In 2012, I attended the Next Wave Festival as a mentee with their Text Camp program for emerging arts writers and critics. It was incredibly special to return to their 2014 festival as a critic with Guardian Australia. The art and the people and the ideas of the past two weeks have left me feeling invigorated and excited, and my perceptions on the world are a little bit shifted. I may write up broader thoughts about the festival at a later date – after a few days off for recovery – but for now, here are the reviews I wrote over the past two weeks.
Placing this audio work in front of an audience returns radio to a stage of shared experience that has largely been lost as we now listen to the radio and podcasts alone in cars or through headphones on public transport. Here, you feel the collective lean of the audience into Cox’s storytelling; a joke or a detail only fully appreciated by one audience member is highlighted as their laugh carries through the theatre. But in this live form, things are lost, too, and I can’t do what I love to do with a complex podcast that grabs my heart and my mind: press replay, and listen to it all again.
A plethora of pop culture references – everything from Alien to Sarah Murdoch miss-announcing the winner of Australia’s Next Top Model – begin to feel exclusionary. If they go over your head, can you truly engage with the work? And when you don’t recognise something as a direct allusion, is that because it is unique to the text of Madonna Arms or is it yet another reference you don’t get?
SEETHrough plays with interesting ideas of an unrealised intimacy between men, framed by violence for fear of true physical closeness, and it has all the elements to create a strong work. Co-devised by Kinchela and Walters and directed by Isaac Drandic, the work fluctuates between staged poetry, a play and physical theatre. Unfortunately, none of these performance genres are explored with sufficient strength, and the themes of the work become lost.

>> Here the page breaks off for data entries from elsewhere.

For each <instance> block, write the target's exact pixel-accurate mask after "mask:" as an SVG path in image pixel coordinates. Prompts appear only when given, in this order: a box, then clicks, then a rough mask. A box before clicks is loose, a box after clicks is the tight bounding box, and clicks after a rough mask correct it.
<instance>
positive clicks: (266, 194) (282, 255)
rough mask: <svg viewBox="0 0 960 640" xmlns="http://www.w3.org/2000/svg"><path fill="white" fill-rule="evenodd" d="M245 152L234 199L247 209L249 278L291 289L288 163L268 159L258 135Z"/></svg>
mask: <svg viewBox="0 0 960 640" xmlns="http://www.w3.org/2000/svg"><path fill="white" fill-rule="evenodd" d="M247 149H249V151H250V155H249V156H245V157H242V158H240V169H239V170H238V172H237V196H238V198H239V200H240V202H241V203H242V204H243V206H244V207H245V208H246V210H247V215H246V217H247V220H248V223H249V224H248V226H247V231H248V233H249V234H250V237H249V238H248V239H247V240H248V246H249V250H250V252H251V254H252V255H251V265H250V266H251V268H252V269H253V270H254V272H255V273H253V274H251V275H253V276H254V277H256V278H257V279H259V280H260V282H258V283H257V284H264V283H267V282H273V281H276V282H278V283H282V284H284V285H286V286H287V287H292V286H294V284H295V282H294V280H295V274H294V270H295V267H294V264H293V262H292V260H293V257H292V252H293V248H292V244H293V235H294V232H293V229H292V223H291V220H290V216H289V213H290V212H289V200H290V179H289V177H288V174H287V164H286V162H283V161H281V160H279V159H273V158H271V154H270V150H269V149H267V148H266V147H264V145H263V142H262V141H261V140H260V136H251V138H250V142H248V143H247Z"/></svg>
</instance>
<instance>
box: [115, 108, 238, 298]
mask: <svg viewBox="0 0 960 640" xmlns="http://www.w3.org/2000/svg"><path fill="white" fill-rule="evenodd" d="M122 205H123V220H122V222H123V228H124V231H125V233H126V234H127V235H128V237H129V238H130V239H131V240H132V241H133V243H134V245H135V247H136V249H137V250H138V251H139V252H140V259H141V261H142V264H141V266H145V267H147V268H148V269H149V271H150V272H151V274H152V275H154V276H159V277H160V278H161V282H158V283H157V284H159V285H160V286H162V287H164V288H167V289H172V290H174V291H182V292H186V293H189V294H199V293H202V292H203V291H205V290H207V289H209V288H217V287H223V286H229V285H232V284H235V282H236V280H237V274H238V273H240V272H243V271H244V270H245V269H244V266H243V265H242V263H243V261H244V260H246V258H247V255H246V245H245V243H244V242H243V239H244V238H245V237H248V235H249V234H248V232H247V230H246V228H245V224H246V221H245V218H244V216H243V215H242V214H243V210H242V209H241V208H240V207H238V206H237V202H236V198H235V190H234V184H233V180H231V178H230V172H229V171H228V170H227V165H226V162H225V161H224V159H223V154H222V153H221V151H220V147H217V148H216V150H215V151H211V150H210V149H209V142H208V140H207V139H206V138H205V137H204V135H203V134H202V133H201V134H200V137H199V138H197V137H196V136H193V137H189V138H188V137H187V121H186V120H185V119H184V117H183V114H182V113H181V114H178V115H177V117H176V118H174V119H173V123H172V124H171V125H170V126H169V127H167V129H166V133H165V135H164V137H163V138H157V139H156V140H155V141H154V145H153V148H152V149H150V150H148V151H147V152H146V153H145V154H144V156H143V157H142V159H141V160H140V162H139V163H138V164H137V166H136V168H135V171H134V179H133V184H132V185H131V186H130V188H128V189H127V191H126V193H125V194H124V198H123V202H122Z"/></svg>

Maximum isn’t dance which hides the physical toll on the body in the search for illusionary effortlessness. Instead, the toll is the point: the haggard breaths, sweating foreheads, shaking thighs. We see bodies pushed to the limits when we watch sport – and we may even push our own bodies there – but when we watch athletes we’re watching for their achievement and their completion of the task at hand: exhaustion is a symptom but not the goal.
I didn’t leave The Club 3.0 inspired. I don’t feel a need to fight to acknowledge the fact that one day I’m going to die. I don’t regret not choosing to get in a fight during the show. The artists didn’t earn the right to motivate me in change, or questioning, or action. Instead, I left dejected. If two young men want to set up a fight club with their friends, that’s one thing. To think the story of it makes an interesting stage work is another.
Hex is a largely allegorical work, Welsby keen to explore and contextualise emotions rather than directly tell a story of the crisis. In this, he builds small worlds that are at times sad and at times joyous, often bringing up ambiguous emotions in their complex and painful story. His choreography is a tribute to those who have been lost, but also a celebration of the community they shaped, and which continues to grow. It is a powerful work.
Slowly, Sheppard’s text shifts and this parody of perceptions of entitlement, and of choosing to identify as an Indigenous person for personal gain, turns into something more complex. She veers away from the satire as her character begins to realise the lineage and cultural knowledge she has lost: an experience and a pain that continues to be shared by many in Australia’s stolen generations. This tonal shift leaves a lot of room to be further developed, its intricacies explored, but in this short monologue Sheppard presents a very interesting voice.